Why is it that so many consumers default on keeping the asset insured? An increasing concern is that consumers are not keeping the asset insured, while the vehicle is not fully paid for. So what happens when the vehicle is written off in a accident? The consumer will owe the debt to the creditor until all the debt is fully settled, in the event of a write off after an accident. Why would a consumer not keep the asset insured? The original contractual agreement states the asset must remain insured until the debt is fully paid. We have first hand experience where consumers in debt review had an accident, and the vehicle was written off. Not having sufficient insurance to cover the outstanding balance of the debt can leave the consumer in a difficult position to settle the outstanding balance after the Insurance company settled the claim and pay out only the value of the vehicle at the time of the write off. If you do not have sufficient insurance cover on your vehicle, and you have an outstanding debt to the Bank it is best to get insurance right away, it is the right thing to do.
Consumers have Four options when they can’t afford the contractual payment of the motor vehicle.
- Surrender the vehicle to the lender/creditor before another month’s payment is not met. The lender can sell the vehicle on auction and recoup most of the outstanding debt, thus leaving the consumer with a small outstanding balance that can be arranged to pay it off.
- The creditor can appoint a collection agent to collect the vehicle by means of Voluntary Surrender when the arrears goes over 90 days. Surrender the rights of the asset back to the lender, and the lender can sell the vehicle on auction. The collections agent can update the consumer’s credit report with the information, add the fees and update the balance. This can affect the consumer’s credit score.
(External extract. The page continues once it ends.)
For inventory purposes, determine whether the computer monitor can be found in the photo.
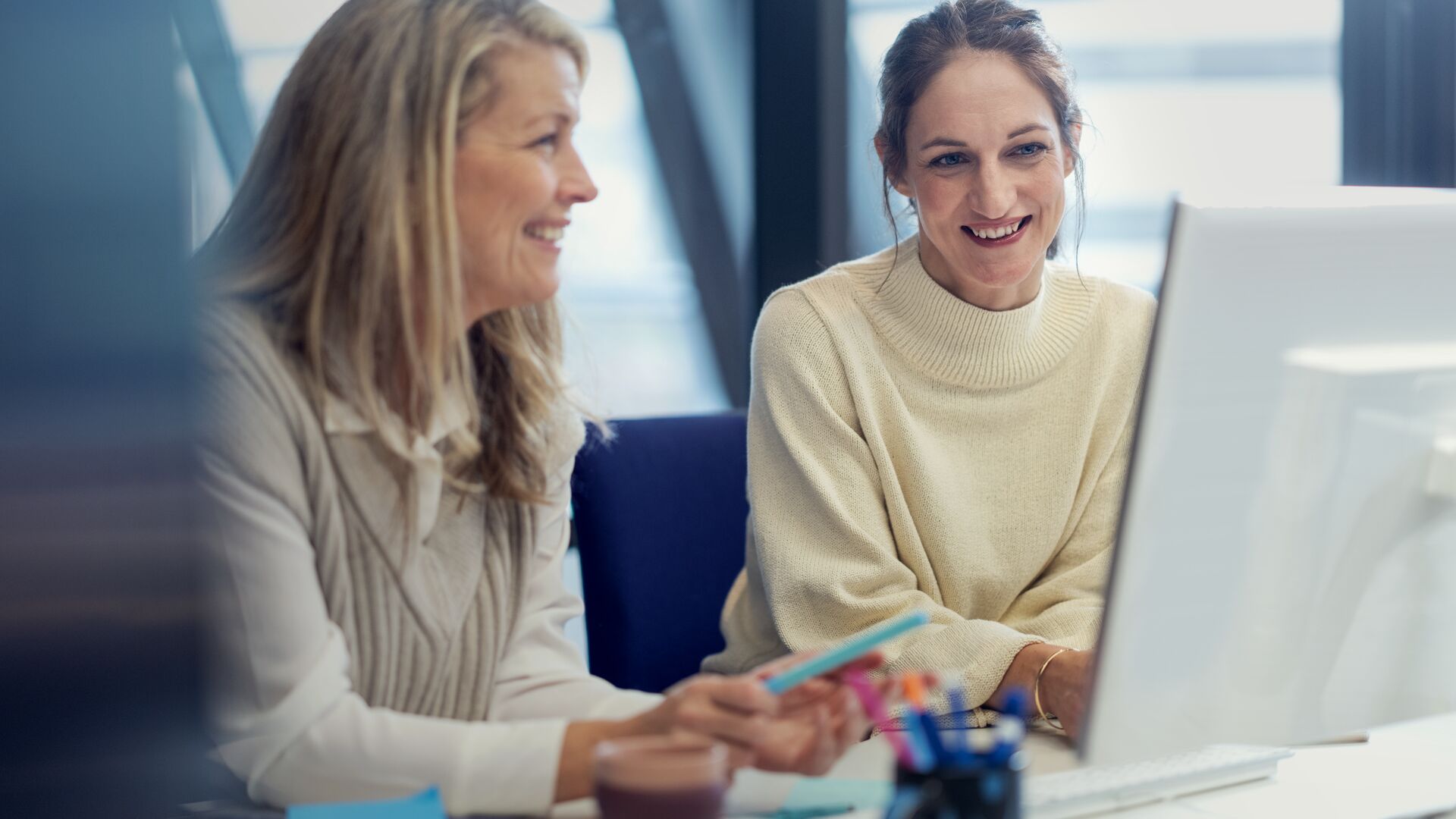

- The creditor has the right to proceed with legal action if the consumer refuses to surrender the asset. It is a High Court default judgment and the costs for the consumer’s account. The sheriff or the bank’s collection agent will enforce the order and attach the asset.
- The other option is to look into restructuring the debt and include the asset into debt review. The debt counsellor will inform the creditor of the debt review and any attachment instructions will be cancelled. This can only be done before the asset is surrendered or attached by Voluntary Surrender. Here at CDS we refer our clients to our brokers Meliorleaf for the best short-term quotations and other beneficial cover while in debt review.
Having a vehicle attached by means of a judgment will do a lot more harm to the credit report in the long run.
Don’t fight for the vehicle knowing it is no longer affordable.
In most of these cases it is better to let go of the vehicle and return it to the creditor before more costs can be added to the outstanding debt.
- Is it always in the consumer’s best interest to raise the funds and settle the arrears on the vehicle that is already so far in arrears?
It is always best to become debt free and to take good care of your credit scoring. Yes, bad things happen to good people, and life-changing events can cause a lot of other problems and spill over into the finances. Always do the right thing, and doing the right thing is not always easy, especially when it comes to your car. If your surrendered your car, you can contact us https://debtcentre.co.za/contact-us/ We can assist with the contact details where you can inquire leasing a vehicle and get back on the road. There is always options no matter how difficult it seems at the time.
It will be in your favour to voluntary surrender the asset back to the lender. You do have options available to you before the debt goes into arrears and the consumer is no longer able to bring the arrears up to date. The National Credit Act protects the consumer that applies for debt review.